Berdasarkan data Refinitiv, pada penutupan perdagangan Senin (20/11/2023), rupiah menguat menjadi Rp 15.440/US$ atau mengalami apresiasi sebesar 0,32 persen, mencapai posisi terkuatnya sejak 25 September 2023. Penguatan ini merupakan kelanjutan dari kenaikan pada hari sebelumnya yang juga tercatat sebesar 0,32 persen.
Sementara itu, indeks dolar AS (DXY) pada pukul 14.55 WIB mengalami penurunan sebesar 0,21 persen menjadi 103,69. Angka ini menurun dari penutupan perdagangan Jumat (17/11/2023) yang berada pada 103,91.
Penguatan rupiah sejalan dengan aliran dana investor asing ke pasar keuangan domestik. Terdapat catatan beli bersih asing sebesar Rp7,33 triliun (beli bersih Rp2,49 triliun di pasar SBN, beli bersih Rp0,87 triliun di pasar saham, dan beli bersih Rp3,97 triliun di SRBI). Ini merupakan kebalikan dari data transaksi 6-9 November 2023, di mana terjadi penjualan bersih asing sebesar Rp1,27 triliun. Investor keluar dari pasar domestik baik di pasar SBN maupun saham.
Catatan pembelian bersih sebesar Rp7,33 triliun pada minggu ini merupakan yang tertinggi sejak pekan pertama Mei 2023, atau lebih dari enam bulan terakhir.
Optimisme pasar terhadap kebijakan suku bunga bank sentral AS, The Federal Reserve (The Fed), yang diperkirakan akan tetap stabil pada Desember 2023, juga menjadi faktor dalam apresiasi mata uang Garuda. Inflasi AS yang terkendali pada Oktober meningkatkan kemungkinan bahwa siklus kenaikan suku bunga dapat segera berakhir. Sikap The Fed yang mulai melunak turut memberikan sentimen positif terhadap penguatan rupiah.

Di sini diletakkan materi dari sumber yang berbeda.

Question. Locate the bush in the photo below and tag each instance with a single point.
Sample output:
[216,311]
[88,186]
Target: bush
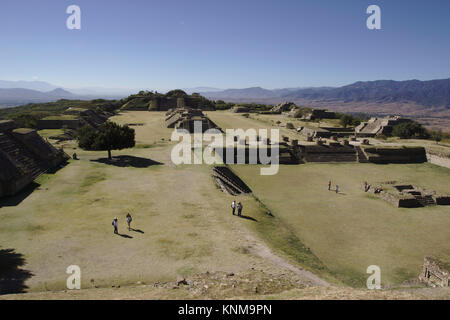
[289,125]
[410,130]
[109,136]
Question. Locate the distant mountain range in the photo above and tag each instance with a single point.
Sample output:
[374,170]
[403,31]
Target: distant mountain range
[14,93]
[427,93]
[17,96]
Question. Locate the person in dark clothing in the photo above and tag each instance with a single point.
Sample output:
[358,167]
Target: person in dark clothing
[239,209]
[129,219]
[116,225]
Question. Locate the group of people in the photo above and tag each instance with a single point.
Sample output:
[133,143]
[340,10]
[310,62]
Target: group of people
[329,187]
[115,223]
[239,207]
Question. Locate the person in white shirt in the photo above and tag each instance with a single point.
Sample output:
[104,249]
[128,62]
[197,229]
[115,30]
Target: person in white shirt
[116,225]
[240,209]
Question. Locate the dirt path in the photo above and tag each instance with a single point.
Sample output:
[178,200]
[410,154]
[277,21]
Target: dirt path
[259,249]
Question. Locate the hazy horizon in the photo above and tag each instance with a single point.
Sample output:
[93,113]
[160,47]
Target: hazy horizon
[175,44]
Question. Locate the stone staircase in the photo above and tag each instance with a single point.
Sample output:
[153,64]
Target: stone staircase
[22,157]
[425,200]
[229,181]
[360,155]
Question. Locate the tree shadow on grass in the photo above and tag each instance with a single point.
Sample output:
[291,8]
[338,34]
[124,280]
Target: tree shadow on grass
[128,161]
[12,278]
[18,198]
[248,218]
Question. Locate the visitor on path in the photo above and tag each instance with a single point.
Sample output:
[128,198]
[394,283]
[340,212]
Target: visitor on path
[129,219]
[116,225]
[239,209]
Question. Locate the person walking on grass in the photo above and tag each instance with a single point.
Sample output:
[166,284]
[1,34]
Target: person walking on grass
[129,219]
[239,209]
[116,225]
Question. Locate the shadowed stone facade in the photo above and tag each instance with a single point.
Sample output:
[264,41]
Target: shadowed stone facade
[24,155]
[435,273]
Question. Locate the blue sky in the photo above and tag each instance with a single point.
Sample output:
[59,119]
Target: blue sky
[226,44]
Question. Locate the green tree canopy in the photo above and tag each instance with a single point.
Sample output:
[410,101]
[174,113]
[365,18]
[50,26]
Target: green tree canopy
[346,120]
[409,130]
[109,136]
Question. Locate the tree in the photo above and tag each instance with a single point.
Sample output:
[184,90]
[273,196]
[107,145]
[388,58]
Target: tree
[409,130]
[346,120]
[437,136]
[109,136]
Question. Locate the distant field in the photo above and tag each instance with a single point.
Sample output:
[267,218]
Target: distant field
[352,230]
[184,225]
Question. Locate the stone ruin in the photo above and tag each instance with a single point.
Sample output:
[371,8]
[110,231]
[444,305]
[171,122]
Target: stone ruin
[379,126]
[406,195]
[73,118]
[183,118]
[240,109]
[325,132]
[229,182]
[395,154]
[319,114]
[282,107]
[24,155]
[435,273]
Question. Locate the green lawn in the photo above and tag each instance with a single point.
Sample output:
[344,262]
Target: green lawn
[352,230]
[185,219]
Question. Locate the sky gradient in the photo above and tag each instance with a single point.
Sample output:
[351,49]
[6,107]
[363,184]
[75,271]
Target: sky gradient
[225,44]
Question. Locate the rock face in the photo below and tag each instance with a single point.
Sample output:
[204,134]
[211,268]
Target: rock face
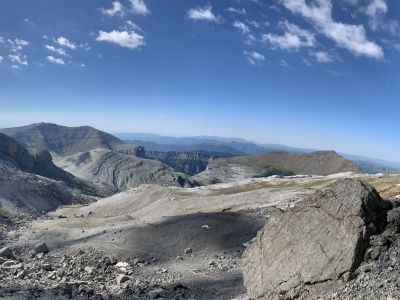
[188,162]
[62,140]
[39,162]
[307,249]
[121,171]
[275,163]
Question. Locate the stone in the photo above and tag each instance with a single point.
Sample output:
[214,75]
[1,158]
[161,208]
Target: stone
[307,249]
[22,274]
[121,279]
[47,267]
[41,248]
[6,252]
[379,241]
[156,293]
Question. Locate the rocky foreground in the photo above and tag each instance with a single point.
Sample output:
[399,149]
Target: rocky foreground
[153,242]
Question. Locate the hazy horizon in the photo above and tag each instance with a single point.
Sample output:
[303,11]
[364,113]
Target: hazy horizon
[311,74]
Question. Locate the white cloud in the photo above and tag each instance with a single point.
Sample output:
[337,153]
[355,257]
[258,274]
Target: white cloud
[117,9]
[59,51]
[375,10]
[350,37]
[54,60]
[139,7]
[239,11]
[293,38]
[254,58]
[323,57]
[202,14]
[17,44]
[127,39]
[284,64]
[21,42]
[132,26]
[242,27]
[64,42]
[19,59]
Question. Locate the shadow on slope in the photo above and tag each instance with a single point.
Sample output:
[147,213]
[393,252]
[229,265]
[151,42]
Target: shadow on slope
[168,239]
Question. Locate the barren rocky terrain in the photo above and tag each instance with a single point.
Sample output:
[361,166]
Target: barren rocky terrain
[99,221]
[165,242]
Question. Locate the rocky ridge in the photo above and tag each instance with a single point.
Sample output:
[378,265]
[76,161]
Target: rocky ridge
[275,163]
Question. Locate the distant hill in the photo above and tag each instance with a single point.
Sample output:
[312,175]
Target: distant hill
[239,146]
[62,140]
[188,162]
[30,182]
[121,171]
[208,147]
[13,154]
[275,163]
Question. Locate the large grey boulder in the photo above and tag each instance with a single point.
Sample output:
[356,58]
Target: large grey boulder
[307,249]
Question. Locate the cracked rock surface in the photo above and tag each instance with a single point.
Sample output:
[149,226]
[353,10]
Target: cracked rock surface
[308,249]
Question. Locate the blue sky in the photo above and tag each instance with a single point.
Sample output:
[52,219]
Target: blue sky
[321,74]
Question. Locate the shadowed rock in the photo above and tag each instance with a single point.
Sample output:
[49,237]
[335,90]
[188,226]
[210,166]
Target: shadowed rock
[308,249]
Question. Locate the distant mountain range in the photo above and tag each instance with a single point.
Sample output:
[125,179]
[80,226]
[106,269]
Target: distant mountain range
[239,146]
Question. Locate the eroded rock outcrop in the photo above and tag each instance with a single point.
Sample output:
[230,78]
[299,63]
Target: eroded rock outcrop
[308,249]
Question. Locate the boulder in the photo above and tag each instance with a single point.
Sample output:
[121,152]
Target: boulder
[306,250]
[6,252]
[41,248]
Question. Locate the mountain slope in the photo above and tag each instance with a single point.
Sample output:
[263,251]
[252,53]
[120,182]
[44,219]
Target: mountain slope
[121,171]
[31,183]
[275,163]
[189,162]
[39,162]
[62,140]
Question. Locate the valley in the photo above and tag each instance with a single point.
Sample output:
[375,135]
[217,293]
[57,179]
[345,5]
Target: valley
[99,218]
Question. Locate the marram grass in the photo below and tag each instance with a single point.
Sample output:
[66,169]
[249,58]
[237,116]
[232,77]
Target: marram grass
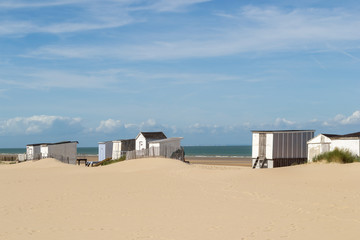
[338,156]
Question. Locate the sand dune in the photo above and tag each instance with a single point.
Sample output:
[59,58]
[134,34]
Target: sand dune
[167,199]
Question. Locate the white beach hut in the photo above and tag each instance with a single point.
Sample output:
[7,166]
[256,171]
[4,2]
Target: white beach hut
[33,151]
[328,142]
[121,147]
[64,151]
[105,150]
[272,149]
[143,138]
[164,147]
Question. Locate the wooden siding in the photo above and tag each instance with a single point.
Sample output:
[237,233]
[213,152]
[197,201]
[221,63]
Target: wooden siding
[291,144]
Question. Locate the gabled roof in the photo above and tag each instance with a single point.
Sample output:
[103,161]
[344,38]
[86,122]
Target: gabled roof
[168,140]
[336,136]
[38,144]
[152,135]
[280,131]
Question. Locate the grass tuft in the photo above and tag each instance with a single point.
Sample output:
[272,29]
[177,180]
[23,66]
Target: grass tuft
[338,156]
[111,161]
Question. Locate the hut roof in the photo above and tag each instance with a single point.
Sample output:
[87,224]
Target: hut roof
[280,131]
[38,144]
[337,136]
[153,135]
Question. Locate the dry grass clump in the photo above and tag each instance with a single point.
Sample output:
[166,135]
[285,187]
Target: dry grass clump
[337,156]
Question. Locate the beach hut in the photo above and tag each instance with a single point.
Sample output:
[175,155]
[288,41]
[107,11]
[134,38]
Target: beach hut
[33,151]
[328,142]
[64,151]
[164,147]
[282,148]
[120,147]
[105,150]
[143,138]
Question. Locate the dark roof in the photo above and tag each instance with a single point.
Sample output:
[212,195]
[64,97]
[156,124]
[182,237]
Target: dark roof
[153,135]
[38,144]
[350,135]
[331,135]
[275,131]
[357,134]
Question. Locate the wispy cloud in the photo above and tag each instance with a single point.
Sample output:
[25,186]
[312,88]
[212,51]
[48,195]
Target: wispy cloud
[86,15]
[340,119]
[39,124]
[254,29]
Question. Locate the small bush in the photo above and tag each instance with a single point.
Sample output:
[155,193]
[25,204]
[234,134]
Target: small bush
[111,161]
[338,156]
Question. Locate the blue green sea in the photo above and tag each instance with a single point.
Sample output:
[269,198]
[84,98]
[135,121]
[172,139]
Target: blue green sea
[213,151]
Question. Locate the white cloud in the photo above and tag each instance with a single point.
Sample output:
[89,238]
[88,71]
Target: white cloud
[283,121]
[174,5]
[37,124]
[354,118]
[89,14]
[109,125]
[254,29]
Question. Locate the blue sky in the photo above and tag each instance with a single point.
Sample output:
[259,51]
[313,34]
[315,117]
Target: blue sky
[209,71]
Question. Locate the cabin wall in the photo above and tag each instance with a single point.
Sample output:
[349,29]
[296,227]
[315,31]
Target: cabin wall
[101,151]
[33,152]
[291,144]
[44,151]
[350,144]
[105,150]
[116,150]
[255,147]
[66,152]
[140,142]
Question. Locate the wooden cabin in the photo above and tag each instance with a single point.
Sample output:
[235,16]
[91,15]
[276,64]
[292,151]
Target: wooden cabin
[328,142]
[282,148]
[143,138]
[105,150]
[121,147]
[63,151]
[164,147]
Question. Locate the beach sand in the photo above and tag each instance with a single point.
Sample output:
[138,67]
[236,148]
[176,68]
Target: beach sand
[168,199]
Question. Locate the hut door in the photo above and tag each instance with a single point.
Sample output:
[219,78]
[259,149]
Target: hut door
[262,145]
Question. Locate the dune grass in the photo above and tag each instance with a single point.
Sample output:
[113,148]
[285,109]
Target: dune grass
[338,156]
[111,161]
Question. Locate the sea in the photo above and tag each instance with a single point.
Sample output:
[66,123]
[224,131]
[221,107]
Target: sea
[195,151]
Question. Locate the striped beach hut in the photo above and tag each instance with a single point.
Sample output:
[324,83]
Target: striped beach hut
[105,150]
[282,148]
[328,142]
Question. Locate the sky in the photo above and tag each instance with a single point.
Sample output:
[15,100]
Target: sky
[206,70]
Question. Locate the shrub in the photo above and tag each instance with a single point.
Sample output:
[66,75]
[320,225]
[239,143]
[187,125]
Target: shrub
[110,161]
[337,155]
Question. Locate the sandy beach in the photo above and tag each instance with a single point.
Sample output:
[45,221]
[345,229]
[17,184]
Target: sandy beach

Hari ini, pergerakan rupiah akan dipengaruhi oleh rilis neraca pembayaran dan transaksi berjalan kuartal III-2023 oleh Bank Indonesia (BI). Data ini akan memberikan gambaran tentang kondisi ekonomi Indonesia, termasuk kekuatan ekspor, pasokan dolar, serta investasi langsung dan investasi portofolio yang mencerminkan minat investor asing dalam menanamkan modal di Indonesia.
Publik juga menantikan apakah Indonesia masih akan mencatat twin deficit pada kuartal III-2023 setelah mengalami twin deficit pada transaksi berjalan dan finansial pada kuartal II-2023.
Pada kuartal II-2023, tercatat defisit transaksi berjalan sebesar US$1,9 miliar atau 0,5 persen dari Produk Domestik Bruto (PDB). Ini merupakan defisit pertama sejak kuartal II-2021. Defisit tersebut diperparah dengan defisit neraca transaksi finansial sebesar US$4,97 miliar, berbanding terbalik dengan surplus US$3,68 miliar pada kuartal sebelumnya.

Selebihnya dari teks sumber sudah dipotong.